Stanibrecher, Frazier, and others at MAC asserted that health and safety, not worrying about finances, deferred the league’s decision to postpone the falling game. But some feel that resource gaps between leagues like MAC and Power 5 will give big leagues a chance to play, especially if reliable rapid testing improves. “Power 5 can bear the high cost of testing,” said a Power 5 administrator.

But can they afford the optics, especially if a Power 5 league decides not to play this fall?

A director of Power 5 Athletic said, ‘The Big 12, SEC or anyone else wants to play and is preparing to play, the President and Chancellor don’t want to go to an island by themselves.’ “They’ll be the ones to shut it down, even though the league commissioners are determined to keep it out. Everyone is watching what the Pac-12 and Big Ten do in the next few days. That’s for sure. ”

As for Mac, some dropped the importance of its postponement.

“The ACC athletic director said,” Mack’s decision does not affect us at all. “They have to do what they like, and we’ll do that.”

On Saturday, ACC schools such as Clemson and Florida State continued their Presence Camps; The Seminoles are scheduled to use the pads for the first time on Sundays. Austin Peay, who still plans to play with the rest of the FCS Ohio Valley Conference, scrimmed for the first time on Saturday.

“These people love football,” FSU coach Mike Norwell said. “They want to play football. We are ultimately not in control of those decisions.”
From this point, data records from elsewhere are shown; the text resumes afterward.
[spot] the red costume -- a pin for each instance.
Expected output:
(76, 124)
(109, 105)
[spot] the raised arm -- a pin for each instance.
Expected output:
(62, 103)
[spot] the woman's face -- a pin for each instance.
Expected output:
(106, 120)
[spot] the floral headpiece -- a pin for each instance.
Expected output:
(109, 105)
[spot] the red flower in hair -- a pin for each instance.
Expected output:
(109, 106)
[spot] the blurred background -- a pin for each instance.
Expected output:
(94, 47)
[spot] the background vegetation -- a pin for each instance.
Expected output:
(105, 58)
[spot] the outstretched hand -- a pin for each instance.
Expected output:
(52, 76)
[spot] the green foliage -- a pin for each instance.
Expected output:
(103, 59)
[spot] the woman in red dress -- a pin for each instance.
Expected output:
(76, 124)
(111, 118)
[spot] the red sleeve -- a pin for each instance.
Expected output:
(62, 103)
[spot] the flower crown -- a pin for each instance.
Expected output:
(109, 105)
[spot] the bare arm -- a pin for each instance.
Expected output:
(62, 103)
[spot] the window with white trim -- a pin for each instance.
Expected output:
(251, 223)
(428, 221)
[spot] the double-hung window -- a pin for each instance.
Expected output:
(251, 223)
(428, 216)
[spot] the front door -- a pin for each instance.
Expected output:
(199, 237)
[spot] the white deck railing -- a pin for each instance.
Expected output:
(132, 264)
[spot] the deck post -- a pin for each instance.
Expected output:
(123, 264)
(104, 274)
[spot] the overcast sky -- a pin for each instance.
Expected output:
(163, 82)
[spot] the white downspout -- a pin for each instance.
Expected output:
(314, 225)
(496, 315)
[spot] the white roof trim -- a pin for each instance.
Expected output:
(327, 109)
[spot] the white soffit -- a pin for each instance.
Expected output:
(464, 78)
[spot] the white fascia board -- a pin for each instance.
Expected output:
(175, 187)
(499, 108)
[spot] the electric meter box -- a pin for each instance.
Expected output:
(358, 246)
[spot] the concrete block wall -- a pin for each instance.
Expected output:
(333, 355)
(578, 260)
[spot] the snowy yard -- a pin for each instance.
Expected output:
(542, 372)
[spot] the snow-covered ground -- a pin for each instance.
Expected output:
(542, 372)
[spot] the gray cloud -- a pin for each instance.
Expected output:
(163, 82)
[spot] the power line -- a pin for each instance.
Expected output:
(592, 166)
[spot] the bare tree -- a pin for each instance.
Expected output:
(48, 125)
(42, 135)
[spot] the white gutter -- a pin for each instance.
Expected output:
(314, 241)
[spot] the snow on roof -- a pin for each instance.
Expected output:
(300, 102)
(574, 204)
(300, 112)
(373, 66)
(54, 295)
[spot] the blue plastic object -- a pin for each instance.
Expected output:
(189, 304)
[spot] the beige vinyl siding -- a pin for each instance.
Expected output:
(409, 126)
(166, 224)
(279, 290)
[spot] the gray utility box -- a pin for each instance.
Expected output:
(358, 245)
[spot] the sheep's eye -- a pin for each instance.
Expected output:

With the upcoming season clearly hanging in the balance, many players were outspoken on Twitter about their wishes to play this upcoming season, including Clemson quarterback Trevor Lawrence, Penn State Tight and Pat Fremut and others.

Decisions made over the next several days can determine if they have to do what they want. Several Sun Belt sources told ESPN that the league is committed to play this fall and cares more about what happens in the SEC, unlike other conferences.

An SEC athletic director told ESPN that the sentiment within the SEC was to pay attention to the end of September where league play is to begin where things are supposed to be at the end of the game.

“If this was our situation last week, let’s look at what happens when all the students return to campus, there’s no new data that makes another decision at this time … except for fear,” the athletic director said.

Others said Mack’s decision expedited the process of ending fall football.

“They are pulling the plug as soon as possible,” said a director at Power 5 Athletic. “Just get over it and let us figure out how to survive.”

Mack hopes to play football in the spring, as many FCS leagues do, which last week called the fall season. The spring option is gaining more traction throughout the game, but many are skeptical, noting that the state of the virus may not change and players will face additional physical demands with trying to play two seasons in a calendar year.

A Power 5 coach said, “You are going to play as many games as you can in both seasons and possibly shorten both seasons, so you have to see what is affecting both 2020 and 2021.” “It may be the only option, but it’s not a good one, especially for players.”

ESPN reporters Chris Low, David Hale and Sam Khan Jr. contributed to this story.